The House Price Prediction System is a machine learning project designed to predict house prices based on various features like location, size, and other attributes. It utilizes several powerful algorithms, including Random Forest Regressor, Extra Trees Regressor, Linear Regression, KMeans Clustering , By combining these techniques, the system aims to deliver highly accurate predictions, making it a valuable tool for real estate analysis.
The development of this system stemmed from my interest in exploring the application of different regression models and clustering techniques in predicting complex real-world outcomes like house prices. Using libraries such as NumPy and Pandas, I was able to preprocess and clean the data, while Matplotlib and Seaborn helped visualize the relationships between features and target variables. These visualizations provided insights into the factors that most influence house prices, helping to refine the prediction models.

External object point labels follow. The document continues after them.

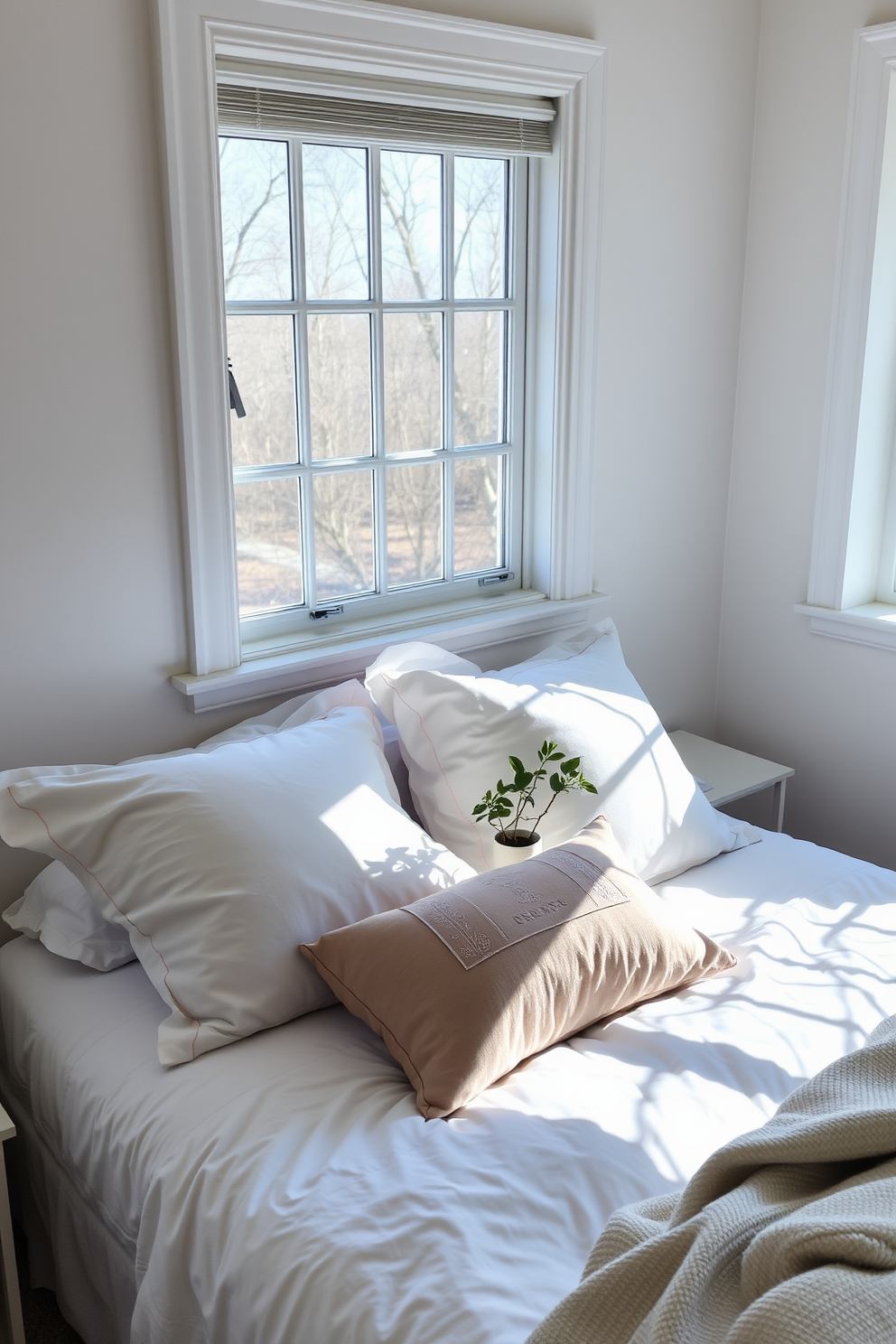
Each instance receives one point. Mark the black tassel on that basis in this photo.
(236, 399)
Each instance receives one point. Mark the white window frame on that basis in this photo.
(375, 42)
(852, 581)
(288, 627)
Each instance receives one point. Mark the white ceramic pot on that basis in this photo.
(507, 854)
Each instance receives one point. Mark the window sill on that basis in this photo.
(872, 624)
(335, 656)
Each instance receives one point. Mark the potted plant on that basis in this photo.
(504, 808)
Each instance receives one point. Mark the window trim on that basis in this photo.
(387, 42)
(852, 537)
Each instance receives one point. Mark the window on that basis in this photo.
(375, 330)
(391, 402)
(852, 588)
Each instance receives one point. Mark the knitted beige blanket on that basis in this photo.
(786, 1236)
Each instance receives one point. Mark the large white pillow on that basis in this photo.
(58, 909)
(220, 863)
(457, 727)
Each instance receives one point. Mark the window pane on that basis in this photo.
(413, 380)
(269, 546)
(335, 199)
(479, 509)
(414, 509)
(264, 364)
(411, 211)
(339, 369)
(254, 215)
(479, 378)
(480, 228)
(344, 534)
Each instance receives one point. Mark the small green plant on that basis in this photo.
(504, 806)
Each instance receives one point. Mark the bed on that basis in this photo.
(286, 1189)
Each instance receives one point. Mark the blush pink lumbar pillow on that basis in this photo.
(465, 984)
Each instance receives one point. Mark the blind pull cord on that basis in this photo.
(236, 399)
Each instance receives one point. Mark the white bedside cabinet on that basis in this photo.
(731, 773)
(14, 1330)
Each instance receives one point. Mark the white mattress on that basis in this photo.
(286, 1190)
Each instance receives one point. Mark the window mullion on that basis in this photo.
(448, 367)
(378, 372)
(303, 418)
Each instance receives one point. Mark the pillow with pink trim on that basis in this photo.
(220, 863)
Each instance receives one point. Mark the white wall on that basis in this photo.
(824, 705)
(91, 619)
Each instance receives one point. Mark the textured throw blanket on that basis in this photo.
(786, 1236)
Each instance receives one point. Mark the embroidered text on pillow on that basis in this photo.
(516, 908)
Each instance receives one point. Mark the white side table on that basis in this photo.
(14, 1330)
(731, 773)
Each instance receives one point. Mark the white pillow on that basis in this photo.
(60, 910)
(220, 863)
(457, 727)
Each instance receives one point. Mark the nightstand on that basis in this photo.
(731, 773)
(14, 1330)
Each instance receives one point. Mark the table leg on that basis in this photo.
(8, 1253)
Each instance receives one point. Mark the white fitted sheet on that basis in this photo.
(286, 1190)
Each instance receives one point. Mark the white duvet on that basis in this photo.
(286, 1191)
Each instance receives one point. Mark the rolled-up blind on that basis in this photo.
(297, 112)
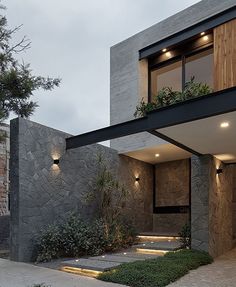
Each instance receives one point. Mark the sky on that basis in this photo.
(71, 40)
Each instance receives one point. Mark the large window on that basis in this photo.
(178, 70)
(200, 66)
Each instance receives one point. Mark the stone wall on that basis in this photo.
(129, 76)
(4, 232)
(234, 203)
(172, 189)
(4, 167)
(220, 209)
(211, 205)
(42, 192)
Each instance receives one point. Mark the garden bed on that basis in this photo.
(157, 272)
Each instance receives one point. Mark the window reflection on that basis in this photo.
(200, 66)
(168, 76)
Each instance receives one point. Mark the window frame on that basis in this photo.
(182, 58)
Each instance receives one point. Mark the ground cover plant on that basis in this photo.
(157, 272)
(108, 231)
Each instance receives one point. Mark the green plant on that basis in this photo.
(157, 272)
(166, 96)
(49, 243)
(185, 236)
(79, 237)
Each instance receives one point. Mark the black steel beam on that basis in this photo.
(189, 32)
(199, 108)
(174, 142)
(171, 209)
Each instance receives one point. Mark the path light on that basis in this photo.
(224, 124)
(56, 161)
(219, 170)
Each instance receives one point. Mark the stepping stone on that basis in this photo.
(162, 245)
(90, 264)
(139, 256)
(121, 258)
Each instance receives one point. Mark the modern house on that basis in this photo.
(179, 160)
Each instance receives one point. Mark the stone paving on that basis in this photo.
(15, 274)
(222, 273)
(110, 261)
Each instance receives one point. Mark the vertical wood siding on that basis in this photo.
(225, 56)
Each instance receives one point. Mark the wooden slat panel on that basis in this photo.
(225, 56)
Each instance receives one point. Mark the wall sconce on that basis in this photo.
(56, 161)
(219, 170)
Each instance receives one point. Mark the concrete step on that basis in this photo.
(93, 266)
(4, 253)
(161, 245)
(144, 237)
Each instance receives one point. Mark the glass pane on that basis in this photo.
(200, 66)
(168, 76)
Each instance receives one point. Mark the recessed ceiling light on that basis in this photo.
(224, 124)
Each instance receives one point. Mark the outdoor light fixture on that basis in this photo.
(224, 125)
(219, 170)
(56, 161)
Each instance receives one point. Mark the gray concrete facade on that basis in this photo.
(129, 76)
(42, 192)
(212, 205)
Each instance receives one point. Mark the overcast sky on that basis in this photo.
(71, 40)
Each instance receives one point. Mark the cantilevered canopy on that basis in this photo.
(193, 125)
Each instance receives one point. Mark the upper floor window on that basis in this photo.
(175, 67)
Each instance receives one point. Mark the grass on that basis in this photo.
(157, 272)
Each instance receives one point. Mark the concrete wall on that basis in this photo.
(234, 203)
(4, 168)
(211, 205)
(4, 232)
(128, 82)
(42, 192)
(172, 189)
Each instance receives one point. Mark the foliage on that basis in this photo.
(110, 231)
(49, 244)
(157, 272)
(166, 96)
(185, 236)
(75, 237)
(17, 83)
(112, 195)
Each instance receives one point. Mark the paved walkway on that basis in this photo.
(14, 274)
(222, 273)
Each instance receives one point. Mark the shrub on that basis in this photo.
(49, 243)
(76, 237)
(185, 236)
(157, 272)
(166, 96)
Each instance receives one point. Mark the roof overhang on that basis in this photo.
(165, 122)
(186, 34)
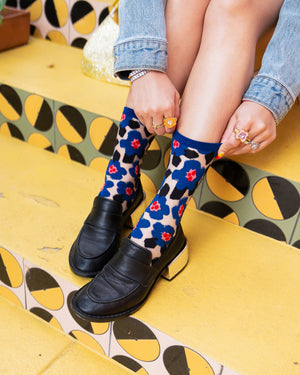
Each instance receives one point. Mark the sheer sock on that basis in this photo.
(123, 170)
(188, 162)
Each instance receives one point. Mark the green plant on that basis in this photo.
(2, 4)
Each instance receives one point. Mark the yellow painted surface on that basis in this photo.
(55, 73)
(32, 346)
(27, 344)
(77, 359)
(240, 293)
(237, 301)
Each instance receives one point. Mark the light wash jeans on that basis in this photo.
(142, 44)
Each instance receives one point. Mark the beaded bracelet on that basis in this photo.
(135, 74)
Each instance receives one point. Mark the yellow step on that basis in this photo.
(80, 122)
(236, 303)
(54, 71)
(30, 346)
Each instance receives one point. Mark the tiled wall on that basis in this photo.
(237, 193)
(129, 341)
(68, 22)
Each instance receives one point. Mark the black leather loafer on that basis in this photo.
(126, 280)
(99, 238)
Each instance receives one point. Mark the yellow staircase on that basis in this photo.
(234, 309)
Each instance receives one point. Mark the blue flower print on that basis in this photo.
(177, 211)
(163, 234)
(126, 190)
(135, 169)
(115, 170)
(104, 192)
(178, 148)
(189, 175)
(158, 208)
(136, 232)
(135, 144)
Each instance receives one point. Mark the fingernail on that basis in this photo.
(220, 155)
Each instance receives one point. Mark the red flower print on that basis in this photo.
(135, 144)
(128, 191)
(165, 236)
(112, 169)
(181, 209)
(176, 144)
(191, 175)
(155, 206)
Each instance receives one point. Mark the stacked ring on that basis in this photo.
(157, 126)
(170, 122)
(254, 145)
(242, 135)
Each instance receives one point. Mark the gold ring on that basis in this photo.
(170, 122)
(157, 126)
(242, 135)
(254, 145)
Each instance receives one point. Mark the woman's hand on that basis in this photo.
(153, 97)
(254, 119)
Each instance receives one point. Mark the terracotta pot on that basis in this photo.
(15, 28)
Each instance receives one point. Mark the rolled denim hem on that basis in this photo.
(141, 53)
(272, 94)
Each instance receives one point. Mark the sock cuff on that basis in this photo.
(204, 147)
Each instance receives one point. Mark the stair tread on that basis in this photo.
(54, 71)
(239, 293)
(29, 345)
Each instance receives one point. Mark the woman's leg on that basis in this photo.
(224, 65)
(184, 24)
(218, 78)
(220, 74)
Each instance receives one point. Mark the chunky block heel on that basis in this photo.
(177, 265)
(136, 214)
(126, 281)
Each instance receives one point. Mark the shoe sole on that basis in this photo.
(78, 272)
(181, 256)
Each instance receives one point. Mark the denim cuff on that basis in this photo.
(140, 53)
(272, 94)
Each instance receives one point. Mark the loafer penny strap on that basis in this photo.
(137, 268)
(106, 214)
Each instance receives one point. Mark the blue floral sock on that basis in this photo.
(188, 162)
(123, 170)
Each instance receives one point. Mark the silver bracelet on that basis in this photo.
(135, 74)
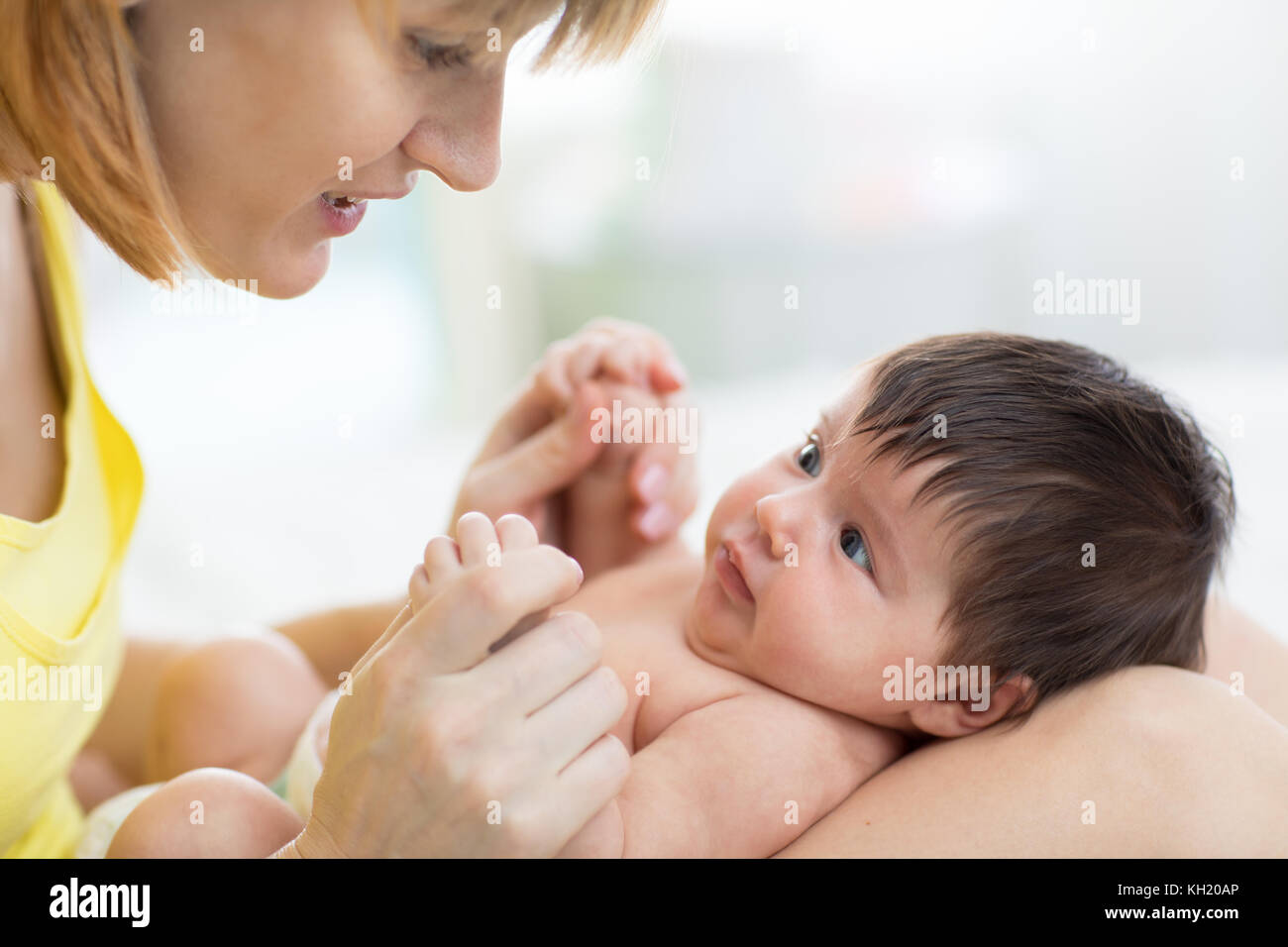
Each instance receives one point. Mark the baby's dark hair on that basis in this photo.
(1057, 459)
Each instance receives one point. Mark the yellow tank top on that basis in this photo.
(60, 644)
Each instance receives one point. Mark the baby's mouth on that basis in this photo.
(729, 574)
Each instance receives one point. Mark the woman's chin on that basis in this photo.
(294, 275)
(297, 275)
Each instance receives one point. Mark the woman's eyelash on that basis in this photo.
(439, 56)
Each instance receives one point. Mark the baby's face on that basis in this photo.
(819, 575)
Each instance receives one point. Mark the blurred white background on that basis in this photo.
(909, 167)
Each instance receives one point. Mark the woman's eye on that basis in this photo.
(439, 56)
(854, 548)
(810, 457)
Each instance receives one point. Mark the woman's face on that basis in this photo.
(278, 111)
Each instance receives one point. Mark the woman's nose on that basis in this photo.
(460, 140)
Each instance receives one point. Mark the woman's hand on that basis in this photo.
(438, 749)
(542, 442)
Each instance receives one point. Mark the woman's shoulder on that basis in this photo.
(1145, 762)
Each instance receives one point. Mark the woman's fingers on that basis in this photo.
(478, 540)
(542, 664)
(563, 728)
(516, 532)
(592, 780)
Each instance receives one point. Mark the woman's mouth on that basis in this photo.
(729, 577)
(340, 213)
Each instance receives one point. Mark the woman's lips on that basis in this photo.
(730, 579)
(340, 221)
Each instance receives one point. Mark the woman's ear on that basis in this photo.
(961, 718)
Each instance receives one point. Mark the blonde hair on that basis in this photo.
(71, 108)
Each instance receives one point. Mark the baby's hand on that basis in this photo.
(478, 544)
(608, 350)
(643, 483)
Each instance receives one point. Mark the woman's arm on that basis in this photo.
(1167, 763)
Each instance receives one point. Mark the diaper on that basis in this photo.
(295, 785)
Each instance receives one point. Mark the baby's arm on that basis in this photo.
(741, 777)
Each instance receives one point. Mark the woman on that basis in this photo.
(249, 136)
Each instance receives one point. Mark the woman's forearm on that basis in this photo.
(1147, 762)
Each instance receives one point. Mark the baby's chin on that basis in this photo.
(703, 639)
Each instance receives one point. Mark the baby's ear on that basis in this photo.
(964, 716)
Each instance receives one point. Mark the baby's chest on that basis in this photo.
(664, 680)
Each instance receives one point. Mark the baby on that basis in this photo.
(979, 522)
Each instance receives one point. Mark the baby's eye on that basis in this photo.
(854, 547)
(810, 457)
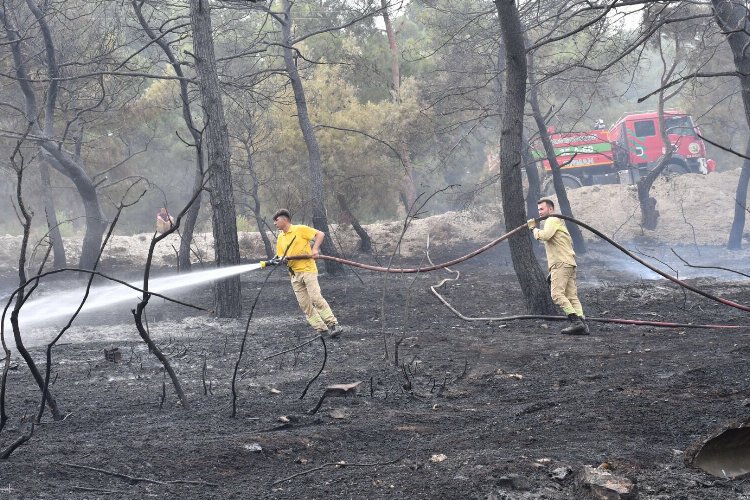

Each model in the system brings its own strengths. For example, the Random Forest Regressor and Extra Trees Regressor effectively handle non-linear relationships and prevent overfitting, while Linear Regression serves as a simple, interpretable baseline. KMeans Clustering adds another layer of analysis by grouping similar houses, which enhances prediction accuracy for houses with similar features. The inclusion of XGBoost Regressor allows for fine-tuning through hyperparameter optimization, making the system more robust and reducing the bias-variance trade-off.